1. Field of the Invention
The present invention relates to a computer system using a virtual memory space, and more particularly to address translation of a virtual memory system.
2. Description of the Related Art
In a computer system using a virtual memory space, a user specifies an address of a memory using a virtual address of a virtual memory space. To access a real memory device such as a main storage, it is necessary to translate the virtual address into the real address of a real memory space. The term "real memory space" used throughout this specification includes those which can be considered as a real memory space on an operating system, e.g., a logical address space on a virtual machine.

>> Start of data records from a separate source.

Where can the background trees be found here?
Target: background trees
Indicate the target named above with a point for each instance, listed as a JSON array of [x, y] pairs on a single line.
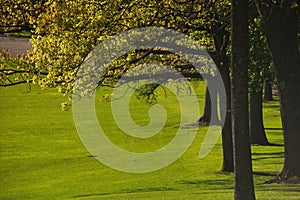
[[280, 22], [64, 32], [244, 188]]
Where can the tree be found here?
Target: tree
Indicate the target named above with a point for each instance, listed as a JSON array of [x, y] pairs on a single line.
[[244, 188], [259, 70], [20, 15], [68, 30], [280, 22]]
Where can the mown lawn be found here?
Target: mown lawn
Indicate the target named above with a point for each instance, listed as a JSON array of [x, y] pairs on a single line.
[[42, 157]]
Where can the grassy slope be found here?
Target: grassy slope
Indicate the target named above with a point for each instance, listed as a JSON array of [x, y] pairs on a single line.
[[42, 157]]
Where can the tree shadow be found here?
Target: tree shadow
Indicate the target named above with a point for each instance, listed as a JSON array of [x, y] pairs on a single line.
[[274, 129], [262, 156], [210, 184], [128, 191]]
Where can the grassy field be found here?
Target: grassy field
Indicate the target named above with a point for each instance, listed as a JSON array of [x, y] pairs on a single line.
[[42, 157]]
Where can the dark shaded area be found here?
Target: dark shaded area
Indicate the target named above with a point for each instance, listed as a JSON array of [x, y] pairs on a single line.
[[128, 191]]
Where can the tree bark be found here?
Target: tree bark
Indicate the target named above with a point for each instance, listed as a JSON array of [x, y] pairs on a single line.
[[243, 186], [281, 26], [267, 91], [227, 128], [209, 116], [257, 130]]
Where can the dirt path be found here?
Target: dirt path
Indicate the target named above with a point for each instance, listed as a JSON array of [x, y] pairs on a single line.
[[15, 45]]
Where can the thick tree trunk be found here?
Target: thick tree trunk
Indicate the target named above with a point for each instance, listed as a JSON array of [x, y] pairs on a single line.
[[281, 26], [243, 186], [257, 130], [267, 91]]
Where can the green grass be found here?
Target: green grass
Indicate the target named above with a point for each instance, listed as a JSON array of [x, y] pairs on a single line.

Address translation is performed using a translation table indicating the relationship between virtual addresses and real addresses. Generally, a memory space is first divided into segments, and each segment is divided further into pages. Address translation is performed in accordance with a segment-page arrangement, using a segment table and a page table. Address translation is usually made simple by using the same lower bits both for the virtual and the real addresses.
Each entry of a segment table specifies an address of a page table, and each page table defines a plurality of pages within the specified address space. An entry of a page table can specify an address of a page frame allocated in a main storage. The size of a segment or a page is determined considering effective use of real storage, efficiency of block transfer between an auxiliary storage and a main storage, and the like. In view of the fact that factors to be considered become different depending upon the respective computer system, there is known a system in which the size of a segment is changed for each virtual address space by means of an address translation control register.

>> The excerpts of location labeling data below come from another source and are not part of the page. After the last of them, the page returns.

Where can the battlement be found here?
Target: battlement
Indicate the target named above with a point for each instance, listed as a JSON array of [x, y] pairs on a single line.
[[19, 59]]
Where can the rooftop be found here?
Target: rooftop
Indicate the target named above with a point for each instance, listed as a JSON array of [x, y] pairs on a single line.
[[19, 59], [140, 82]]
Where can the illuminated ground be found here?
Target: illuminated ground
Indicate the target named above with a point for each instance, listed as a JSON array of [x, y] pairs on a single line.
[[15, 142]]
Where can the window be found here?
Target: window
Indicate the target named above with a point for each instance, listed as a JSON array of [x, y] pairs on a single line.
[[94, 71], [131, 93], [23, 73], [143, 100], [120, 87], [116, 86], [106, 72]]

In a system having a large memory capacity (2 giga bytes) whose virtual addresses are represented by 31 bits, the size of the address area associated with an address translation table becomes large. Here, the term "giga byte" represents 1024 mega bytes in strict meaning. Similarly, "kilo bytes" represents 1024 bytes and "mega byte" represents 1024 kilo bytes. If a segment having 64 kilo bytes is employed so as to use a memory in finer units, the number of entries of the segment table becomes 32,768. If a segment having one mega byte is employed so as to make the size of the segment table small, the memory must be used in units of one mega byte although the number of entries is reduced to 2048. For instance, when 3.1 mega bytes are to be used, a memory space of 4 mega bytes must be occupied. JP-A-58-189892 has proposed that the system common portion and the user dedicated portion are freely allocated on an address space in units of segments. However, the loss of virtual memory size at a segment division point has not been considered.